75 Years of public libraries in NSW
It’s easy to take the existence of public libraries for granted, especially these days as they struggle with the shifting nature of their role in an online world. November the 3rd marks Librabries Day and celebrates 75 years of public libraries in NSW.
Yes it wasn’t until the 1930s that public libraries were established in NSW under the auspices of the Library Act 1939. It was up to individual local councils to adopt the library act, but a subsidy was available to assist in establishment of a library. The subsidy came with strings attached requiring the council to spend a certain amount of money per head of population on library services; to make the library service being free to all residents and ratepayers and to run the library to standards accepted by the Library Board. Public libraries only needed to provide free access to “books of literary, informative and educational value” so most libraries charged a fee to borrow fiction. It wasn’t until the Library (Amendment) Act 1992 that this was changed so that libraries no longer charged for fiction.

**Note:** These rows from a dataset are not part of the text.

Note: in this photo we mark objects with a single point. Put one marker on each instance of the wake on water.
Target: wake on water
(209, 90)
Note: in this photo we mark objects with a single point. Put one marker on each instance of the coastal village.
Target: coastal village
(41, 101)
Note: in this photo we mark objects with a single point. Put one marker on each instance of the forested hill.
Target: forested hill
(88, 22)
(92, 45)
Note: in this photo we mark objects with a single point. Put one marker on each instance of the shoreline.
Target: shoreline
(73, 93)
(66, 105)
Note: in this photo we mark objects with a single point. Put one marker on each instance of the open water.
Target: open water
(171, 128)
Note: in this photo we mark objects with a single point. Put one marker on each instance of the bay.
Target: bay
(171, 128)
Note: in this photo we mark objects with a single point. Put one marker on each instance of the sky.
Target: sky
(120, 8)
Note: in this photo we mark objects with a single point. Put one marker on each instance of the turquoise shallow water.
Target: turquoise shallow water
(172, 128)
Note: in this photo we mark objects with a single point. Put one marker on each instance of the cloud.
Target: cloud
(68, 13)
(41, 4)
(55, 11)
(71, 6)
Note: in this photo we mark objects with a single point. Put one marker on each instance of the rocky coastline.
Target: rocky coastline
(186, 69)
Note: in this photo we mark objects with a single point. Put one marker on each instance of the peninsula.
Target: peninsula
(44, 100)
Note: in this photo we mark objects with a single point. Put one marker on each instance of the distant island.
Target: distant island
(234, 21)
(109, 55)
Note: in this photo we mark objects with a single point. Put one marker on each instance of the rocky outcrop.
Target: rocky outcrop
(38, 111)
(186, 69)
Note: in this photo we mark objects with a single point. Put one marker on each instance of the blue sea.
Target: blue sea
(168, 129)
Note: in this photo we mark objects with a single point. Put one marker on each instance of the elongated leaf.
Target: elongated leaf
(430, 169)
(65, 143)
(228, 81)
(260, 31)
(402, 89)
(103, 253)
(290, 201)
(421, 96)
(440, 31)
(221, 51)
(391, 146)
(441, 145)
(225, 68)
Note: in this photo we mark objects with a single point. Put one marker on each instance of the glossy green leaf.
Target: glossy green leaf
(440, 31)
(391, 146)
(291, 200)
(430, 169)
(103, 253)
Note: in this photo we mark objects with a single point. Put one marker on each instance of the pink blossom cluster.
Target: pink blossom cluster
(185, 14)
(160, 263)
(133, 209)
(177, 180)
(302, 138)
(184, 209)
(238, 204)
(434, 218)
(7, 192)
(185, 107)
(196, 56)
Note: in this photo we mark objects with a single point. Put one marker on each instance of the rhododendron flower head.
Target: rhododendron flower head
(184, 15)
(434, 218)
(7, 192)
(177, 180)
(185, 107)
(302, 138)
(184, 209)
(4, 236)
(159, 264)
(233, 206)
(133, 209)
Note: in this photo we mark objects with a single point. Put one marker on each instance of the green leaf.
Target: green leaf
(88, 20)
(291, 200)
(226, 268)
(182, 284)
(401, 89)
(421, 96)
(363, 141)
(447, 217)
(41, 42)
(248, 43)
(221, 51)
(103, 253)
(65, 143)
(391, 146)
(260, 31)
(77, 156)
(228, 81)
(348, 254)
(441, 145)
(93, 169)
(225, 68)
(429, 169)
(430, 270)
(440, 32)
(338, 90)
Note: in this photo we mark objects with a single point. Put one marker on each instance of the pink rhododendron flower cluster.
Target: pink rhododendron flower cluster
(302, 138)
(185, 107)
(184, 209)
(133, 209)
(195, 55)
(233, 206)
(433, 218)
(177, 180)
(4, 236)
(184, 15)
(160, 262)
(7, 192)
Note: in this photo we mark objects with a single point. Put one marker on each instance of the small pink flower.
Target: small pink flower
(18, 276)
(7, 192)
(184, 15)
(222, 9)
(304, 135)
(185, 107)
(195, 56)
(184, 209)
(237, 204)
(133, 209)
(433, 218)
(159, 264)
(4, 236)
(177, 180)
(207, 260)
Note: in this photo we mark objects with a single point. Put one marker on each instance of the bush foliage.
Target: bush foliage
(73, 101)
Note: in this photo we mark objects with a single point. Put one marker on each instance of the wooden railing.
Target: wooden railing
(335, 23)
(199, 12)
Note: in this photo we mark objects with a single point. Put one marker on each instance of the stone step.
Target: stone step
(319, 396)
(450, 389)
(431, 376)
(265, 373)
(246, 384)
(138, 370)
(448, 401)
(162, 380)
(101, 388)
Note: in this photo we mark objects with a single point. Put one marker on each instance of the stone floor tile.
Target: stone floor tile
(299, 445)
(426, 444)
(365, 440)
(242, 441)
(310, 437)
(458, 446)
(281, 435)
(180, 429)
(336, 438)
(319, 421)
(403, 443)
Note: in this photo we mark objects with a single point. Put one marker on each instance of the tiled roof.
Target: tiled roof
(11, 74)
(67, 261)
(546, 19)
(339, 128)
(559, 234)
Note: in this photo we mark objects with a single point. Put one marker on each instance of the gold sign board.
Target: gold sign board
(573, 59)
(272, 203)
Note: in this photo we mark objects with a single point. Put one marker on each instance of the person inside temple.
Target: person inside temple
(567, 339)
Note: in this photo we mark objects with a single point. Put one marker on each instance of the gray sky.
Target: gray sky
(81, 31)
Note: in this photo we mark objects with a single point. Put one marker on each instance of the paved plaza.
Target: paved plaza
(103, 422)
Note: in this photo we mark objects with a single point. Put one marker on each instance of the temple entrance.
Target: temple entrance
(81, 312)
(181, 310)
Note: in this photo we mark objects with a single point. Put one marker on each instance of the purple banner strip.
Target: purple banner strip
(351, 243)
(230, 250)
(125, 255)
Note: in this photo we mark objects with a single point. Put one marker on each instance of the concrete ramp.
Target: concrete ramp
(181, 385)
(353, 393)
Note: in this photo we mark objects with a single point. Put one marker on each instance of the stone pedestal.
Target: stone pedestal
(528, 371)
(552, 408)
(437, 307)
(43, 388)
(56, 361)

C. Hartley Grattan was a prominent proponent of free libraries and was quoted as saying: “if no library is maintained, then one must conclude that the community is intellectually dead”. It’s interesting to contemplate if that’s still true today, or perhaps will be true tomorrow. Strangely it’s probably in the area of informative and educational books that libraries are now most vulnerable in an age where information sits in the cloud and is available from a phone or iPad. While access to fiction is still important, it’s hard to see that most libraries and publishers and moving quickly enough to re-position their organisations to remain relevant when people are reading books on their tablets. The rate of change in reading and accessing information, for both research and pleasure, is phenomenal. So much so that one can only think that libraries are going to look entirely different in another decade, let alone in another 75 years.
I can’t help but think that we are in danger of losing something important. I love reading on my mobile device and rarely use hardcopy books any more. But I still love the look and feel of a paper book, and adore a building full of them. That might just be my age speaking. But it might be that there’s something very special about a library.